Nothing articulates the perceived class struggle as well as the ferry system. Whereas Islanders get the nice boats, the quick, 35-minute rides, and the frequent trips, Bremerton commuters spend two hours a day on board and have to choose between the 10:30 p.m. and 12:50 a.m. boats during Mariner games. They're also stuck with the leftovers, literally. The Hyak, which was only good enough to sub for the Bainbridge run until it got new boats in 1998, is a Bremerton regular, and was pulled from the route in the middle of the day recently for rudder repairs, canceling several sailings.

Because of disparities such as these, every few years the class war between the two communities flares up again, whether it's about a bridge, beach-eroding foot ferries, a NASCAR track, or wireless Internet. It's not exactly a feud, nor an enduring conflict, as you'll be hard-pressed to find a person in Bremerton who flat-out hates Islanders. You'll be equally challenged to find an Islander who admits they do their best to ignore their blue-collar neighbors to the south. But you could go all day without finding a member of either community who is ignorant of the divide.

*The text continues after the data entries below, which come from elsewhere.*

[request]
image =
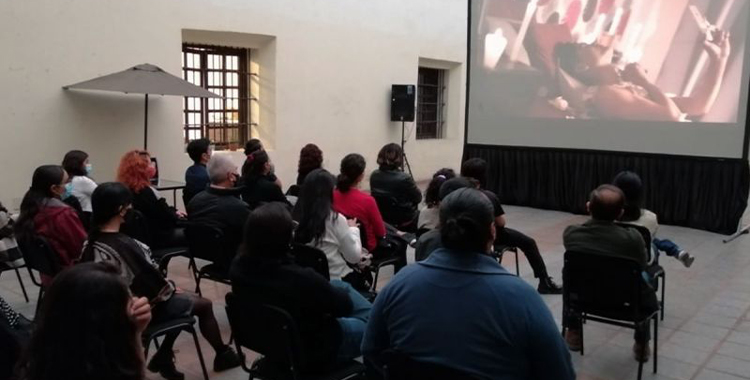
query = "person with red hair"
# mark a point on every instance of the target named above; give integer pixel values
(135, 172)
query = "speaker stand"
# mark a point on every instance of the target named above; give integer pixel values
(403, 148)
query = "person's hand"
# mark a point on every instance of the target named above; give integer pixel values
(717, 46)
(635, 74)
(140, 312)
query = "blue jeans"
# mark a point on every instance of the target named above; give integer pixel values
(352, 326)
(666, 246)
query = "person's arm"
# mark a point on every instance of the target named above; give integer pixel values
(350, 244)
(704, 95)
(549, 357)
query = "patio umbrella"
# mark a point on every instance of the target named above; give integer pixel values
(144, 79)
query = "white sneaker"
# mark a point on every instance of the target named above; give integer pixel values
(686, 259)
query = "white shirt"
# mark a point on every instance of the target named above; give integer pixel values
(83, 187)
(341, 244)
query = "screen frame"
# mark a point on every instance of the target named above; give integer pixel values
(469, 44)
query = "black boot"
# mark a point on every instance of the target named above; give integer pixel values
(163, 363)
(547, 286)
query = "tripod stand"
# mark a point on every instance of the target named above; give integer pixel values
(403, 147)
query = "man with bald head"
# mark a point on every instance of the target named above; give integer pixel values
(600, 235)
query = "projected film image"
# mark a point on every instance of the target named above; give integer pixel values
(649, 60)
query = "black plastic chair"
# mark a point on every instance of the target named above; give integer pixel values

"To a big extent it has to do with money," said Julie McCormick, a reporter who covered Bainbridge Island in the late '80s for the Kitsap Sun, the region's daily newspaper. "I mean, [Islanders are] richer. They're also politically liberal compared to other parts of the county. The county's more militarily oriented. It does boil down to class as much as anything."

Lance Sutton is finished with his beer and his day at the office, and the Chelan ferry is carrying him home to Bremerton from downtown Seattle's Colman Dock. Sutton lives in Manette, a neighborhood within walking distance of the ferry terminal, and he doesn't need a car to get to his IT job at a major financial corporation in Seattle.

If Sutton lived on Bainbridge and commuted from the island's downtown Winslow district, he'd only be on the water for 35 minutes each way and would be riding the nicest boats Washington State Ferries has to offer. "What is it with Bainbridge always getting all the best?" Sutton wonders aloud. "It does seem like the ferry system is bending over backwards to give the Bainbridge Island executives all the perks."

The Bainbridge route has had Wi-Fi since a pilot program was rolled out in 2005, yet riders like Sutton and the regulars on WSF's 55-minute run didn't receive Wi-Fi until last week. Parsons Corp. currently provides service, and the Bainbridge route has had access to the Columbia Tower's signal. But Parsons had a harder time getting a signal to reach all of Rich Passage, the winding, narrow body of water upon which the Bremerton-bound boats run between Bainbridge, Manchester, and Port Orchard. Service was set back several times, once when the city of Bainbridge denied Parsons' request to put an antenna on a pole because it was within 200 feet of Bainbridge's shore. Parsons says it has since found alternate locations on the island for antennas.